Présidentielle : un spectacle de
marionnettes
Les quatre principaux candidats à l’élection présidentielle sont
partisans de la rupture. Aucun ne se réclame de la continuité. Aucun n’ose
afficher un bilan. Et pourtant ! Des quatre, seul Jean-Marie Le Pen a au
moins la cohérence pour lui. La rupture, il la prône depuis la création du
Front national, il y a trente-cinq ans. Quant au bilan, il n’en a pas,
puisqu’il n’a jamais été au pouvoir. Mais les autres !
M. Sarkozy est l’héritier du RPR dont le fleuron glorieux, Jacques
Chirac, a vigoureusement massacré les chances de la France tout au long de
ses quarante années de vie politique. Mme Royal est l’héritière du parti
socialiste, dont le fleuron glorieux, François Mitterrand, a plongé la
France dans le chaos des déficits, de la dette, de l’effondrement
économique, de l’immigration sans contrôle et de la perversion morale depuis
que ce parti a été créé il y a trente-six ans et que son premier secrétaire
est devenu président de la République il y a vingt-six ans. Quant à M.

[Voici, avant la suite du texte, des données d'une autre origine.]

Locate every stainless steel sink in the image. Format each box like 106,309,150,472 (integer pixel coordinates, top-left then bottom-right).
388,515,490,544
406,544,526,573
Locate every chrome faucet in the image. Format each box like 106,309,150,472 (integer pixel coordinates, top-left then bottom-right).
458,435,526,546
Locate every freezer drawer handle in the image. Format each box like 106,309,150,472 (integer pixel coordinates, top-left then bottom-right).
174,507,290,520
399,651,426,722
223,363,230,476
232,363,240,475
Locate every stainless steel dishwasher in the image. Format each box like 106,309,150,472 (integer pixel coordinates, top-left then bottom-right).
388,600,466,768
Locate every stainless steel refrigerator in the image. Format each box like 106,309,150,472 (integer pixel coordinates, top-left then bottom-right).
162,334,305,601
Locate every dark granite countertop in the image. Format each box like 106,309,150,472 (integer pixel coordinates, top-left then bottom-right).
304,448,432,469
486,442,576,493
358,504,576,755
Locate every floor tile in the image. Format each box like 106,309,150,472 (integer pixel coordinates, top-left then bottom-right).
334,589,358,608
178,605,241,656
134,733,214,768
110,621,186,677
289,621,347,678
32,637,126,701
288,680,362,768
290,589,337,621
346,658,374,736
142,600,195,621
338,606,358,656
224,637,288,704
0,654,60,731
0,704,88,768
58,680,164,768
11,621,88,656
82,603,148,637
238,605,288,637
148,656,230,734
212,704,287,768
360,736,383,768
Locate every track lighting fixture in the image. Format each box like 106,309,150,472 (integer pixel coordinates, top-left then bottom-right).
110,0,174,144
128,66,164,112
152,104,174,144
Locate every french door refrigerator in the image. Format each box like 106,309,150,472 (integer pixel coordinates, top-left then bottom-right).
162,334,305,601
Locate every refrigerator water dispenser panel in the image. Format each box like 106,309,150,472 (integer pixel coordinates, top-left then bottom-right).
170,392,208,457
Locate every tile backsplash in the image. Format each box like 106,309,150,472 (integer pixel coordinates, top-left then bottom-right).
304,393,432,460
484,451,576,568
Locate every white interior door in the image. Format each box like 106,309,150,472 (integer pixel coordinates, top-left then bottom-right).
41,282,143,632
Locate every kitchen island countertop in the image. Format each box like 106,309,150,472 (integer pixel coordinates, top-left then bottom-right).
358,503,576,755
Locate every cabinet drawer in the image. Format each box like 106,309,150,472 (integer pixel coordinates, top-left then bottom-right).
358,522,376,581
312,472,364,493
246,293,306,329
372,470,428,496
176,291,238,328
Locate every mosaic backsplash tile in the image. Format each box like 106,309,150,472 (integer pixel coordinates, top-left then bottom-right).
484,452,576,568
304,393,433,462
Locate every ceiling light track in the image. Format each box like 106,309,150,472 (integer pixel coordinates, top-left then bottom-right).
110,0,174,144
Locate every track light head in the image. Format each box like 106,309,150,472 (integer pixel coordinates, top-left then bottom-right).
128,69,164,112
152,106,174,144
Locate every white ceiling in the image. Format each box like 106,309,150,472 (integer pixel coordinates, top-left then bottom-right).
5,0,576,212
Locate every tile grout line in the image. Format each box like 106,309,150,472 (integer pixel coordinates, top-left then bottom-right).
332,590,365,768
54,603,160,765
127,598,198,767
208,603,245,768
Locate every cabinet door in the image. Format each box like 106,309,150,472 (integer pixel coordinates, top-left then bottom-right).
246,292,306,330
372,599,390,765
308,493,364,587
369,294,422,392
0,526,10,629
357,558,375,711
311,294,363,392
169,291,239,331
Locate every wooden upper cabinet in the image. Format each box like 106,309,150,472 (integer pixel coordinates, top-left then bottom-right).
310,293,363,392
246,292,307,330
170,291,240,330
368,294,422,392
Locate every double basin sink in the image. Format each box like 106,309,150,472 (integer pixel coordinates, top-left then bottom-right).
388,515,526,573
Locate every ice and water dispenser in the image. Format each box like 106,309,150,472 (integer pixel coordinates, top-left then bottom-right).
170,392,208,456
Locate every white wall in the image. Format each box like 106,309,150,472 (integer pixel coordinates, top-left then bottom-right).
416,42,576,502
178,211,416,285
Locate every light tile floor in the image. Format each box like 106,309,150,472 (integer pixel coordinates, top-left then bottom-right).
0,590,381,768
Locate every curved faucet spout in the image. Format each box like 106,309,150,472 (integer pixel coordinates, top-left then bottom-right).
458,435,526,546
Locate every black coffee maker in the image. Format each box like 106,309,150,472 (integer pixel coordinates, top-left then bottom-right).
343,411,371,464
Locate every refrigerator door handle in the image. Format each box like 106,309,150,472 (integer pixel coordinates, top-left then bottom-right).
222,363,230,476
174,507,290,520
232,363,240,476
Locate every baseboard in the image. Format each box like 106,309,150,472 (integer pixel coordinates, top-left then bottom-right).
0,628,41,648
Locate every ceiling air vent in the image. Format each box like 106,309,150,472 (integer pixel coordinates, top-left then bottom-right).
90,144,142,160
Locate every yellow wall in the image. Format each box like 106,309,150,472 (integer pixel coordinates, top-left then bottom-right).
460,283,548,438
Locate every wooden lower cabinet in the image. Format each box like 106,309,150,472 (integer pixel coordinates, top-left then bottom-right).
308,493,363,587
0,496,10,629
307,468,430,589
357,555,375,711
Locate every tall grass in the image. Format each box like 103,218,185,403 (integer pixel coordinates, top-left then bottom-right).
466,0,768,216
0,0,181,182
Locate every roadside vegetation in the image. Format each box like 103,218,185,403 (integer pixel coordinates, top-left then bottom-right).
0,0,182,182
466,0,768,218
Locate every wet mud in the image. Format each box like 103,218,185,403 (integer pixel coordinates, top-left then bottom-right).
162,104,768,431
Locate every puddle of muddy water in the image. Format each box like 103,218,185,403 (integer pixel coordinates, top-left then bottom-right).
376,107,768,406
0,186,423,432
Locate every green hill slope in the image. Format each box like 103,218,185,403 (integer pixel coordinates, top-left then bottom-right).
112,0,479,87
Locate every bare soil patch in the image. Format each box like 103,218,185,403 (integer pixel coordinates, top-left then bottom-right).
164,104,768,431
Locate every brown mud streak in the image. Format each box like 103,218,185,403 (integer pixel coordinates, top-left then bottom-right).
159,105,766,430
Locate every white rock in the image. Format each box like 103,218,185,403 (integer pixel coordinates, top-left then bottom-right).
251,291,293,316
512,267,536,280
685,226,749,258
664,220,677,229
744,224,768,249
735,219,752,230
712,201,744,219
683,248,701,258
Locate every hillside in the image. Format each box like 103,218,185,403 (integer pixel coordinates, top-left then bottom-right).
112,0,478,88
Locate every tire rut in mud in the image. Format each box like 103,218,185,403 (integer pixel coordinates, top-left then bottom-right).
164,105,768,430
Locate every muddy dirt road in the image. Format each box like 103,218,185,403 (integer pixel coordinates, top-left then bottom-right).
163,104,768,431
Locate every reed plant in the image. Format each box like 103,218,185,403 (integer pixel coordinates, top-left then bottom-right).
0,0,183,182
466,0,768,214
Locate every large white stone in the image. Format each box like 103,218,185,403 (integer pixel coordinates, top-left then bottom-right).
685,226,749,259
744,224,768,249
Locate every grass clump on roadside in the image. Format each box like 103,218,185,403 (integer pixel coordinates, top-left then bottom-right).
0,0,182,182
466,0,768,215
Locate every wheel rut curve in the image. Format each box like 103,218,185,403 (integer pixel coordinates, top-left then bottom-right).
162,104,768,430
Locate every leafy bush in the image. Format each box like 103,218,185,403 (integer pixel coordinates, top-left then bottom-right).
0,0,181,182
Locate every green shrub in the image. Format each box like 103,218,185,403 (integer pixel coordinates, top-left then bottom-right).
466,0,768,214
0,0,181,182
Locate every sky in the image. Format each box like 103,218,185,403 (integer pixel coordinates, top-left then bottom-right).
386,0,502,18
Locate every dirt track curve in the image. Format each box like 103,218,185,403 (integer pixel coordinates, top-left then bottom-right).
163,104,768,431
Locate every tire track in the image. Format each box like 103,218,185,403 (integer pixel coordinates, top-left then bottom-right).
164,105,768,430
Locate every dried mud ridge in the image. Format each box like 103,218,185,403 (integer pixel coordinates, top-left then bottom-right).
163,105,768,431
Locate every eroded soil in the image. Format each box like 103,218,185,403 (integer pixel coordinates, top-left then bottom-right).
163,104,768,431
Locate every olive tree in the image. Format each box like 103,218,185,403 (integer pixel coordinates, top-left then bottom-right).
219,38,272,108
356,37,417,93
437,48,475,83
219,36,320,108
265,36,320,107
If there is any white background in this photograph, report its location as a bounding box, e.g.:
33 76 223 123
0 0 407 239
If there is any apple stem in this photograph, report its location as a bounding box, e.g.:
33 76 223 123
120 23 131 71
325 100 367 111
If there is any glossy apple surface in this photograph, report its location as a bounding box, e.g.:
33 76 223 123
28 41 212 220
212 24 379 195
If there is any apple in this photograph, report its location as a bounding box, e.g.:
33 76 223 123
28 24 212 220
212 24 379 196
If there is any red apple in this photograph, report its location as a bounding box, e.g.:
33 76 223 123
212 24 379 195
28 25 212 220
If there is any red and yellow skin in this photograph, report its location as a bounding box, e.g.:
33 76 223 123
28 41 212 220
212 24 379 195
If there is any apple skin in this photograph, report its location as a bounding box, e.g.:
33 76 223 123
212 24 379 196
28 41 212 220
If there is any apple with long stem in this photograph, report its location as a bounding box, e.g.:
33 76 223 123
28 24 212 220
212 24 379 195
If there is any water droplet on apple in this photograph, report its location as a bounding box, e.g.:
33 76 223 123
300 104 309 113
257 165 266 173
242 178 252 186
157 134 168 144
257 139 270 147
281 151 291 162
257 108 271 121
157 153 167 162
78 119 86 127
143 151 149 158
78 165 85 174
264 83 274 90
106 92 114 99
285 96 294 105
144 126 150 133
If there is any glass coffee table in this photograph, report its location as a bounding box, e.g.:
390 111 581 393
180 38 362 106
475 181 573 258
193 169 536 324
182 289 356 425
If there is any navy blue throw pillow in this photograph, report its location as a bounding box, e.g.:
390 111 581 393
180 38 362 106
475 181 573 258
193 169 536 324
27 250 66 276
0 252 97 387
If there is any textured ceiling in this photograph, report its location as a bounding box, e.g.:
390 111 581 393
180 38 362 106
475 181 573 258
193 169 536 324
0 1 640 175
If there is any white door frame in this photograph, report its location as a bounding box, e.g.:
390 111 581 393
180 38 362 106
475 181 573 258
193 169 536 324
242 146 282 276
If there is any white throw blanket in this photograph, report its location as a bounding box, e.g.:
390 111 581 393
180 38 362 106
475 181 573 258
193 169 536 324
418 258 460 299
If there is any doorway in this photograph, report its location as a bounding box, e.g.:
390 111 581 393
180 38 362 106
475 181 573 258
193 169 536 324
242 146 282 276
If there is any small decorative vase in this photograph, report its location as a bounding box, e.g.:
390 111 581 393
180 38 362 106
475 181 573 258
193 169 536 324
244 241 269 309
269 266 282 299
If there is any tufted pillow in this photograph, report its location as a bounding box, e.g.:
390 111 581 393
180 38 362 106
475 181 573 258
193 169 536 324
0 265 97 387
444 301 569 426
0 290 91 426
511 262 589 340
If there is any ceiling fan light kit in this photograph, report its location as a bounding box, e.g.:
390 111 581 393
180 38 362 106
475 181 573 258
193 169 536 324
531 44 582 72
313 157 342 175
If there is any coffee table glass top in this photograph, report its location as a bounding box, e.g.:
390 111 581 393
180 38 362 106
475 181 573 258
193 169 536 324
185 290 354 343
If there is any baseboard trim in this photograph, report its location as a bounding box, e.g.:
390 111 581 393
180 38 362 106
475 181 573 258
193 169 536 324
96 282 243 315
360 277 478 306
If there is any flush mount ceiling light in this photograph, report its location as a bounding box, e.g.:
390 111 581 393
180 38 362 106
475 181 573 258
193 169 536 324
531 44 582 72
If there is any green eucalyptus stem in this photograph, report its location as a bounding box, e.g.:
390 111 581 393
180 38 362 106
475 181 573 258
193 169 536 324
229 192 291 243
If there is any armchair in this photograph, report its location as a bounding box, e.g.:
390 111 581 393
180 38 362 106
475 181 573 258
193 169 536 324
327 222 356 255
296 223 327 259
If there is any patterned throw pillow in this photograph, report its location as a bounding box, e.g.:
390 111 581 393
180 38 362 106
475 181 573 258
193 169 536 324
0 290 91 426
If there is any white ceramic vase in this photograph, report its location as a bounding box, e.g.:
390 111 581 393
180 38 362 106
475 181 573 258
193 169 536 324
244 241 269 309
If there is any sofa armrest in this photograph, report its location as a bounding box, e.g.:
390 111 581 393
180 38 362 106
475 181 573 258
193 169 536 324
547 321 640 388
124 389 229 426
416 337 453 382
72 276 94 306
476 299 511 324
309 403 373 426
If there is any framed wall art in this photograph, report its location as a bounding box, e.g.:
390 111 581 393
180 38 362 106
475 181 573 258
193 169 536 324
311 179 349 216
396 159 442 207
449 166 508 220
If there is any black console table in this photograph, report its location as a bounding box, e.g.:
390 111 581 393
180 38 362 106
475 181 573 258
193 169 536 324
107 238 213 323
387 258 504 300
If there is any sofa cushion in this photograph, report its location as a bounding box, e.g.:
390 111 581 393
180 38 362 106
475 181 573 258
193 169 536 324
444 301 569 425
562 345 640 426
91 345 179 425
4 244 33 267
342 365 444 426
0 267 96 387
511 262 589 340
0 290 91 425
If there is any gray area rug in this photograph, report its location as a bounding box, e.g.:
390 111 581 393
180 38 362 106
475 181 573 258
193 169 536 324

Bayrou, il est l’héritier de l’Union pour la démocratie française, créée il
y a trente-trois ans pour soutenir l’action de son fleuron glorieux, Valéry
Giscard d’Estaing, qui pour préserver notre pays du socialisme a jugé
prudent de l’y précipiter, tel Gribouille qui se jetait à l’eau pour ne pas
se mouiller.
Ainsi donc, héritiers chacun, qu’ils le veuillent ou non, d’un bilan
désastreux, M. Sarkozy, Mme Royal et M. Bayrou nous demandent de les croire
capables d’une rupture que rien dans leur passé n’a le moins du monde laissé
entrevoir. Si encore ils avaient un programme ! Mais non, rien. Des mots
ronflants mais vides de sens, des promesses irréalisables sans véritable
rupture avec le système économique, fiscal et social qui étrangle la France
depuis plus d’un tiers de siècle, bref du vent. Et il paraît que la campagne
présidentielle passionne les Français. Sommes-nous donc devenus ce peuple
sans mémoire qu’apercevait déjà Tocqueville quand il affirmait qu’ « en
démocratie, chaque génération est un peuple nouveau » ? Il semble bien que
oui.
Oui, mais voilà. Il y a la mémoire consciente, et celle qui,
recroquevillée au plus profond du cortex, abrite les souvenirs douloureux et
grandioses, les espoirs les plus fous et les peurs ancestrales, les désirs
inassouvis et les pulsions les plus violentes. Et c’est cette mémoire-là qui
s’apprête à délivrer ses terribles exhalaisons, comme elle l’a toujours fait
au cours des siècles quand la patrie était en danger.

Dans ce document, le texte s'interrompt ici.